Patxi Aldecoa : "La monnaie est la plus grande réussite du projet européen et elle fonctionne précisément parce qu'elle est fédérale"

photo_camera Patxi Aldecoa

Patxi Aldecoa est un politologue et internationaliste espagnol. Titulaire d'un doctorat en sciences politiques et d'une licence en économie et en sciences politiques et administratives, il s'est concentré sur l'étude des relations internationales et de l'intégration européenne. Il se distingue également par son analyse de la politique étrangère, de la coopération internationale, des transformations de la diplomatie et des processus d'intégration. Il s'est exprimé aux micros de l'émission Atalayar sur Capital Radio pour donner les clés de la nouvelle conférence sur l'avenir de l'Europe et analyser le fonctionnement de l'UE.

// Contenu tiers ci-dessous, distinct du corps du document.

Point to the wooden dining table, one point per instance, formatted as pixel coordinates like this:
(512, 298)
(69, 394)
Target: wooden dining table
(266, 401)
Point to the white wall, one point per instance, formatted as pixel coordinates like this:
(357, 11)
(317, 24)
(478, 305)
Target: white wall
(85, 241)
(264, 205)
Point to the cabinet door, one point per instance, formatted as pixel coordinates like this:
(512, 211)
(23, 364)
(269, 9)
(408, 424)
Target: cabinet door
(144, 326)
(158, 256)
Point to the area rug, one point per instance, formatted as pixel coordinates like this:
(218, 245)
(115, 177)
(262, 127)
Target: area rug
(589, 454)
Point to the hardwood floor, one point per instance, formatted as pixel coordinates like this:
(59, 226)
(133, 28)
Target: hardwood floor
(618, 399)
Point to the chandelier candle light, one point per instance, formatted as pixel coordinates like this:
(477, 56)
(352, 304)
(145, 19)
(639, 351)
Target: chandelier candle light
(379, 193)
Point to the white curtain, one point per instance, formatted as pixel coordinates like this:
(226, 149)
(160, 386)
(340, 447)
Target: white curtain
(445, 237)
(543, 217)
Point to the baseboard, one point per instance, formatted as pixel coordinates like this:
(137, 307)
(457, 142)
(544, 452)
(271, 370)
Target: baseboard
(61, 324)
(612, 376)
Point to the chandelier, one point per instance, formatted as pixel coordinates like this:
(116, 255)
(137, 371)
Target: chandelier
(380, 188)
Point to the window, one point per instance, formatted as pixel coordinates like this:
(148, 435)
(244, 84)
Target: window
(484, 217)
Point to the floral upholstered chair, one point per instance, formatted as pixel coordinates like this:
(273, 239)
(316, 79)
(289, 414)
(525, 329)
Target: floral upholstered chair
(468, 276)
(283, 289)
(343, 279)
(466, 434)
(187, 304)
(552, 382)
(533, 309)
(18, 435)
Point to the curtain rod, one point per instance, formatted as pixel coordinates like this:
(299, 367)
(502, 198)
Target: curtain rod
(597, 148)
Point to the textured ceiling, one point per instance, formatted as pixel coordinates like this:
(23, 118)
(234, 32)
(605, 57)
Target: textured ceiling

Une conférence sur l'avenir de l'Europe a débuté hier à Strasbourg, profitant du 9 mai, Journée de l'Europe. L'objectif est d'ouvrir des débats entre l'Europe et ses citoyens, qui permettront aux Européens de connaître les idées, les propositions et les initiatives qui façonnent l'avenir de l'Europe. 

C'est la conséquence de la déclaration Schuman, dont nous célébrons déjà le 71e anniversaire. En même temps, il faut comprendre que la déclaration Schuman découle du Congrès de La Haye de 1948, auquel il a lui-même participé en tant que fédéraliste. Au Congrès de La Haye, c'est la société civile qui a dit : "Nous avons fait la guerre, il n'y avait pas d'Europe et nous avons fait la guerre, nous devons mener à bien la construction. Quelques mois plus tard, le mouvement européen a été créé, le mouvement européen international et en février 49, notre Conseil fédéral espagnol du mouvement européen, qui a été créé à Paris et dont le premier président était Madariaga. Mais la déclaration Schuman est la deuxième étape, la première étant le mouvement de la société civile. Les fédéralistes qui avaient émergé pendant la guerre mondiale, dans les tranchées, dans les camps de concentration, se sont déplacés et ont soulevé la nécessité de construire l'Europe et ont soulevé le projet. La deuxième étape a été la présentation par Schuman, le 9 mai, du projet politique, la fameuse déclaration que nous considérons comme la naissance du projet européen. Bien que Schuman ne fasse que refléter les engagements pris par les citoyens et énoncer le projet politique. Enfin, la troisième étape est que Schuman parle de la nécessité de créer la première étape de la Fédération européenne, la CECA (Communauté européenne du charbon et de l'acier), qui devient en 51 non seulement un engagement politique, mais aussi un engagement juridique. Les traités sont signés et le premier président de l'autorité désormais supranationale est Jean Monnet.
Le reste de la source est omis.